Indeed, Teixeira, who is at the Federal University of Minas Gerais, is offended as well as annoyed by the coming data reporting burden. “I’m going to need many more people just to send things, and the U.S. government will need more people just to look at it in a professional way,” he says. The policy makes him wonder why he’s even participating in the NIH-funded study, which examines whether releasing mosquitoes infected with bacteria that reduce virus transmission will slash rates of dengue and other diseases in Belo Horizonte, Brazil. “You’re not trusting me to do the work. So why should you hire me anyway?”

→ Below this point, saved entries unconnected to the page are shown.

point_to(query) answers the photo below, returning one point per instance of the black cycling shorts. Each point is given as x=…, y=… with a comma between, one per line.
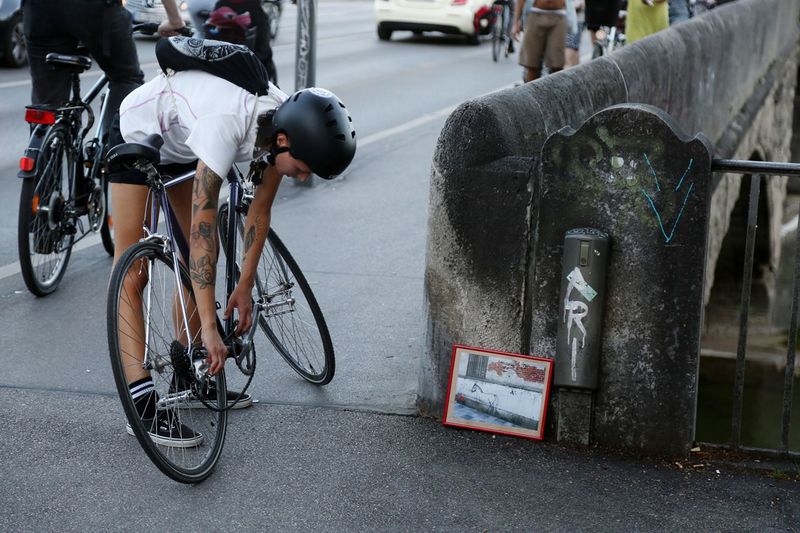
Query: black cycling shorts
x=601, y=13
x=134, y=177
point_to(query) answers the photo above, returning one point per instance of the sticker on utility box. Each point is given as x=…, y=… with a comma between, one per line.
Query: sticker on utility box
x=576, y=279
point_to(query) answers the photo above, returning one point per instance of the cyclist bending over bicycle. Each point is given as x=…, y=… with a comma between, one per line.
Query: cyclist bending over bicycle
x=207, y=123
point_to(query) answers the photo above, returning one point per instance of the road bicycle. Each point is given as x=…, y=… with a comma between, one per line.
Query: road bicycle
x=64, y=196
x=153, y=324
x=502, y=41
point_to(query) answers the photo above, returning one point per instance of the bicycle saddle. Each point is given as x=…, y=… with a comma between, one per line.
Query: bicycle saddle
x=125, y=155
x=71, y=63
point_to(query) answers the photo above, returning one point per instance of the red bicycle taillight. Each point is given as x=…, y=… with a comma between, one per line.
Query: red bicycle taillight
x=40, y=116
x=26, y=164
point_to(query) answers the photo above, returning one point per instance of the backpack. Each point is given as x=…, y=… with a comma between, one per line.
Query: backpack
x=232, y=62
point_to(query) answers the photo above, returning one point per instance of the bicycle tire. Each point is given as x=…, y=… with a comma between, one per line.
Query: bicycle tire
x=300, y=336
x=168, y=359
x=107, y=228
x=43, y=242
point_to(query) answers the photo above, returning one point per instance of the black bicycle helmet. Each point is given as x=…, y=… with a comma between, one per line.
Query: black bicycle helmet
x=320, y=131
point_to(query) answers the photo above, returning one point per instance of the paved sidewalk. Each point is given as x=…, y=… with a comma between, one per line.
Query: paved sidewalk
x=290, y=468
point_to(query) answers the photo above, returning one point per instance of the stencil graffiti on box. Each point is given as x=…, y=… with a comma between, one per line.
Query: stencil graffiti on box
x=511, y=391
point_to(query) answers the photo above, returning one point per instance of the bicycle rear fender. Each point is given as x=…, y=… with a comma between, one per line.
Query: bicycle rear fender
x=33, y=149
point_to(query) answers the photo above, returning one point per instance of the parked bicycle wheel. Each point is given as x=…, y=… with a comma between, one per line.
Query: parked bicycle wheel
x=152, y=324
x=44, y=232
x=293, y=323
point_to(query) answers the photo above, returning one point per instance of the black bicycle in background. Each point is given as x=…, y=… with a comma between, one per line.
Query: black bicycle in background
x=64, y=196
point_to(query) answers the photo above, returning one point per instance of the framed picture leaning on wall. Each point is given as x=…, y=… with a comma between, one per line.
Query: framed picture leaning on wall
x=498, y=392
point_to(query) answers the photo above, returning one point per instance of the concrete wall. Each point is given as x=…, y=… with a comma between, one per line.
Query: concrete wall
x=729, y=74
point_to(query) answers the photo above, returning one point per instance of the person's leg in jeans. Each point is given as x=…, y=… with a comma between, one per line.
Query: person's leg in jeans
x=48, y=84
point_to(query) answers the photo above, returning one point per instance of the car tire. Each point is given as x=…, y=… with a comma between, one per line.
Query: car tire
x=383, y=33
x=15, y=52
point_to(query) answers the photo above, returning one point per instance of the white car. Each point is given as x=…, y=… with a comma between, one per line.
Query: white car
x=460, y=17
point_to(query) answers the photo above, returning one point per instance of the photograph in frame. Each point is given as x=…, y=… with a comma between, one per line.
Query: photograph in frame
x=498, y=392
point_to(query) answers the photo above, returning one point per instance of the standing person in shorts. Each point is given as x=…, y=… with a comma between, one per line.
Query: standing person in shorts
x=545, y=33
x=601, y=13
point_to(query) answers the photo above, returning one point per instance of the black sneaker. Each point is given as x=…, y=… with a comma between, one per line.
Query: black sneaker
x=245, y=401
x=166, y=430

A spokesperson for NIH, which estimates fewer than 2% of the agency’s primary awards will be affected, explains that the rule “empowers” its grantees to obtain their foreign partners’ data “without having to worry that they will not be able to access materials when needed.” The new requirement, which takes effect on 1 October, should not be a burden for “well-run collaborations,” the spokesperson says, because they will “already have in place processes by which there is seamless information flow.”

NIH says the policy change resulted from a recent audit by the Department of Health and Human Services (HHS) that found problems with NIH’s oversight of an award to the nonprofit EcoHealth Alliance. A subaward from EcoHealth to the Wuhan Institute of Virology (WIV) funded bat virus studies that some scientists and politicians have claimed, without direct evidence, sparked the COVID-19 pandemic.

Under orders from then-President Donald Trump, NIH terminated the grant in April 2020. It reinstated the award 3 months later but suspended the funding until EcoHealth met conditions, such as getting lab records from WIV, that the nonprofit said were impossible. Since then the award has been restarted with no China activities and new oversight restrictions.

In a January report, HHS’s inspector general chided EcoHealth and NIH for failing to adequately monitor the WIV subaward and found that the China group did not turn over needed “scientific documentation” for the bat virus studies. To avoid similar standoffs, the watchdog advised NIH to step up reporting requirements for all grant subrecipients abroad.

NIH agreed and will now require the foreign grant partners to “provide copies of all lab notebooks, all data, and all documentation that supports the research outcomes as described in the progress report” no less often than every 3 months. The agency already requires that subaward recipients retain records related to the project and be ready to turn them over for audit purposes. But that is different from submitting all data to the main grant holder on a regular basis, Pierce says.

Yale University’s Amy Bei runs a malaria vaccine development project with colleagues in Senegal that collects lab and survey data and malaria test results from participants. “The burden of regularly transmitting all records at regular intervals will be incredibly taxing for our partners,” she says. And it’s unclear what the main U.S. grantee is supposed to do with the information, scientists say.

Yale’s Albert Ko, who collaborates with Teixeira on the mosquito release study, adds that for another project he’ll have to demand raw data from trainee scientists in 21 countries. He wonders whether NIH will even review the data and instead is “generating an enormous amount of work for its awardees which will be rarely acted upon.”

Pierce says the new mandate might make sense with “higher risk” projects in certain countries, but not as a blanket policy. NIH is taking comments on the policy change until 26 June and says the agency may update it “if determined necessary.”